Tuesday, April 10, 2012

Linear and nonlinear systems

I am reading a very interesting book: "Sync – the emerging science of spontaneous order", by Steven Strogatz, published by Penguin Books in 2004.

On page 181 of the book, I found the best description of linearity (and nonlinearity) I have ever found. I thought I might share it with you.
The mathematician Stanislaw Ulam once said that calling a problem non-linear was like going to the zoo and talking about all the interesting non-elephant animals you see there. His point was that most animals are not elephants, and most equations are not linear. Linear equations describe simple, idealized situations where causes are proportional to effects, and forces are proportional to responses. If you bend a steel girder by two millimeters instead of one, it will push back twice as hard. The word linear refers to this proportionality: If you graph the deflection of the girder versus the force applied, the relationship falls on a straight line. (Here, linear does not mean sequential, as in “linear thinking,” plodding along, one thing after another. That’s a different use of the same word.)

Linear equations are tractable because they are modular: They can be broken into pieces. Each piece can be analyzed separately and solved, and finally all the separate answers can be recombined -literally added back together- to give the right answer to the original problem. In a linear system, the whole is exactly equal to the sum of the parts.

But linearity is often an approximation to a more complicated reality. Most systems behave linearly only when they are close to equilibrium, and only when we don’t push them too hard. A civil engineer can predict how a skyscraper will sway in the wind, as long as the wind is not too strong. Electrical circuits are completely predictable -until they get fried by a power surge. When a system goes nonlinear, driven out of its normal operating range, all bets are off. The old equations no longer apply.

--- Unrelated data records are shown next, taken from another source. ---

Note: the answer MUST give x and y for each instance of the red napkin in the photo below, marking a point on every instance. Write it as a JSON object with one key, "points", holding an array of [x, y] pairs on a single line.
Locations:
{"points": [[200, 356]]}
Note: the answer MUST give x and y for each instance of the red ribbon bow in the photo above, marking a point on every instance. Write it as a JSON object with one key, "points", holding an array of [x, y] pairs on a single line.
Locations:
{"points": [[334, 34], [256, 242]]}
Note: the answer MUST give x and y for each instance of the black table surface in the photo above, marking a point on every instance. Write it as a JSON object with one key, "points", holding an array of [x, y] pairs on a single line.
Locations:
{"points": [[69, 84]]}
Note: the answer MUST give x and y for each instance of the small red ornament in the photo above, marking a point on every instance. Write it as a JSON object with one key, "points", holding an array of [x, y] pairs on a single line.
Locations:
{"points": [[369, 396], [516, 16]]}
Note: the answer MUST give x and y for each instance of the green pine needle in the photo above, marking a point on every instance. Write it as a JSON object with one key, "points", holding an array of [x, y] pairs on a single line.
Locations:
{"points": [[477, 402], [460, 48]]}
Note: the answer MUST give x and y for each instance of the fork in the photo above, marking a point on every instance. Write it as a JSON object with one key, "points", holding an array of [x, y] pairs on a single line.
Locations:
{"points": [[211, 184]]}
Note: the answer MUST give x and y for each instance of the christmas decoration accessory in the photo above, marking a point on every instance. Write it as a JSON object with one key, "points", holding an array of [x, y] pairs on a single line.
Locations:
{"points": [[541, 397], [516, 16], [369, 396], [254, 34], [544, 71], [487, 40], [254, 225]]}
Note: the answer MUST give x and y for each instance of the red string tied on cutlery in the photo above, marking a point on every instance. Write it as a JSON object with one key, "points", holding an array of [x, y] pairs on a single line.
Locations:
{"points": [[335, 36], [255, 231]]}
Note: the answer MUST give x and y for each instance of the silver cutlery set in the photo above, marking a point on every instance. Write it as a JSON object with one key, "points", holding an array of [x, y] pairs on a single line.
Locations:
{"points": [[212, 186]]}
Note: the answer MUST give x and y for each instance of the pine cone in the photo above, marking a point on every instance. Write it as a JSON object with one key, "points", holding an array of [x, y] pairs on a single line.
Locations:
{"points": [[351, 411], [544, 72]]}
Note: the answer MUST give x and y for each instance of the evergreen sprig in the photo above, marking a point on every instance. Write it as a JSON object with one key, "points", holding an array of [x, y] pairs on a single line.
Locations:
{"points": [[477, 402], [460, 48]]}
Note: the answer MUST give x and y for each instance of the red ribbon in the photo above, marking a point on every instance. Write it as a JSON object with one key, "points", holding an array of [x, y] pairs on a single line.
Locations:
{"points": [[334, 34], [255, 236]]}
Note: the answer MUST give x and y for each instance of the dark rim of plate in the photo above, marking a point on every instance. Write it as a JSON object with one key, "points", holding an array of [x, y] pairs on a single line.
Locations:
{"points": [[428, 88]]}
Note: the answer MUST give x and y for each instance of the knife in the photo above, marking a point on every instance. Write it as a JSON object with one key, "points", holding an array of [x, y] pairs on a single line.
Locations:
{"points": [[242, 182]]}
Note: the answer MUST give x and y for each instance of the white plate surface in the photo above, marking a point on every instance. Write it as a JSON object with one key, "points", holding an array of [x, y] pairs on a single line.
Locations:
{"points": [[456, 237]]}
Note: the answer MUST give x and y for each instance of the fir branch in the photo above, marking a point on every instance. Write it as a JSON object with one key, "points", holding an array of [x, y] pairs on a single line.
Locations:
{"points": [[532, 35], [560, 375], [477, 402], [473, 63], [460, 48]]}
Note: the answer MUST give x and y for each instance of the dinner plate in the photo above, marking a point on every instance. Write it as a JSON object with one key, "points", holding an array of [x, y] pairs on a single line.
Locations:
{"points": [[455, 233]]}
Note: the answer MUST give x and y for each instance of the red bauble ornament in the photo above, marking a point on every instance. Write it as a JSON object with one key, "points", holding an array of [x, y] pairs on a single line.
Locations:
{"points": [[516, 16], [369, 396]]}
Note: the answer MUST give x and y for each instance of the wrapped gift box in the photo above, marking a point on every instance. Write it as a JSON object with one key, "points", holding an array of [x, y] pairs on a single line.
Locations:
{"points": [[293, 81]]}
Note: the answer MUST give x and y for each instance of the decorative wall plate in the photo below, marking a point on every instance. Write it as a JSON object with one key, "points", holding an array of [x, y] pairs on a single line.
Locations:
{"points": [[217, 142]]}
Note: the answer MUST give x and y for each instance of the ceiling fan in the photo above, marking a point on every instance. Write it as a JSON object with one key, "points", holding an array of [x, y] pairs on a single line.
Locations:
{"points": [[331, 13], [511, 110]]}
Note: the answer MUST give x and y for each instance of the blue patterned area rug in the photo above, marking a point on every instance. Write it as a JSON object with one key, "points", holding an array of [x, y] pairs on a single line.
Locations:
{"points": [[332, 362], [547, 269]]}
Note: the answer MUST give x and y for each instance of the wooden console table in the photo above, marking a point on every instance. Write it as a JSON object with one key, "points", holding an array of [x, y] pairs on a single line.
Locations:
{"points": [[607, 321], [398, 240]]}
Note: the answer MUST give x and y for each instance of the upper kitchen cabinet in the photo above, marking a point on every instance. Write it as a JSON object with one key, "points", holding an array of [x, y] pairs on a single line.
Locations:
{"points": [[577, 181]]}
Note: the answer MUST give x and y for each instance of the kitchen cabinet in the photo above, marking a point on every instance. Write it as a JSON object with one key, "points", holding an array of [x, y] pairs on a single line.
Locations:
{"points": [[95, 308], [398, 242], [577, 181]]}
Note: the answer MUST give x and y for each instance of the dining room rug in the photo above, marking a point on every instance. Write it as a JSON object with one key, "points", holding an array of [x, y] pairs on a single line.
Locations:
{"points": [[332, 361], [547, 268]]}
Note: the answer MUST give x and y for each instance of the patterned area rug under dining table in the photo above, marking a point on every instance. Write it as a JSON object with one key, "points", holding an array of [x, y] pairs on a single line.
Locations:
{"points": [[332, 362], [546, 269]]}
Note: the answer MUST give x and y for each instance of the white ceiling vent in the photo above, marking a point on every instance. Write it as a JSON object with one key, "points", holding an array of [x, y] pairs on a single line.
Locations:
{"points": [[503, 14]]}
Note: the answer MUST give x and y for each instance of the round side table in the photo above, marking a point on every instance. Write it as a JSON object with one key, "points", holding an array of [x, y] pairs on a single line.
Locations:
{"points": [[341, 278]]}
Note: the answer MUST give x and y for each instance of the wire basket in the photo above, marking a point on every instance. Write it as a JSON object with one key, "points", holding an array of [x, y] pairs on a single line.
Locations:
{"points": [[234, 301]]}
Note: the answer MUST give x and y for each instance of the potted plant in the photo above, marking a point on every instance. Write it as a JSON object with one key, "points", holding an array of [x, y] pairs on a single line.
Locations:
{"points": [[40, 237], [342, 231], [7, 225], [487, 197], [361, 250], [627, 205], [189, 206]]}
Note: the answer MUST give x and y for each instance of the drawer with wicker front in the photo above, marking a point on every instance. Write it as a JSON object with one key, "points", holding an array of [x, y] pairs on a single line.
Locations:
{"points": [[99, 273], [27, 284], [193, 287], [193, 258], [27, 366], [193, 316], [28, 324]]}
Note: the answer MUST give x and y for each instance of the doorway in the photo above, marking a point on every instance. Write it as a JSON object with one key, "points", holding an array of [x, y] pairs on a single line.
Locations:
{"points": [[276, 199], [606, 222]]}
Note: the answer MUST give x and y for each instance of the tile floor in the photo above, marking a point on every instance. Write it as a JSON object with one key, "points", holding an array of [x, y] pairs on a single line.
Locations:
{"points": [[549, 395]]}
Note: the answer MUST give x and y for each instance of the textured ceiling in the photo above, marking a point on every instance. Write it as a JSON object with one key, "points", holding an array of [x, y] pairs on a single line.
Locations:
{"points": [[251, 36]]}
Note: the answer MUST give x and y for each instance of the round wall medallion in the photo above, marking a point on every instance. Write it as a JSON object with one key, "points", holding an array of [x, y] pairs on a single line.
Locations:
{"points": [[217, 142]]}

Still, you shouldn’t get the idea that nonlinearity is dangerous or even undesirable. In fact, life depends on nonlinearity. In any situation where the whole is not equal to the sum of the parts, where things are cooperating or competing, not just adding up their separate contributions, you can be sure that nonlinearity is present. Biology uses it everywhere. Our nervous system is built from nonlinear components. The laws of ecology (to the extent we know them) are nonlinear. Combination therapy for AIDS patients -drug cocktails- are effective precisely because the immune response and the viral population dynamics are both nonlinear; the three drugs in combination are much more potent than the sum of the three of them taken separately. And human psychology is absolutely nonlinear. If you listen to your two favorite songs at the same time, you won’t get double the pleasure.

This synergistic character of nonlinear systems is precisely what makes them so difficult to analyze. They can’t be taken apart. The whole system has to be examined all at once, as a coherent entity.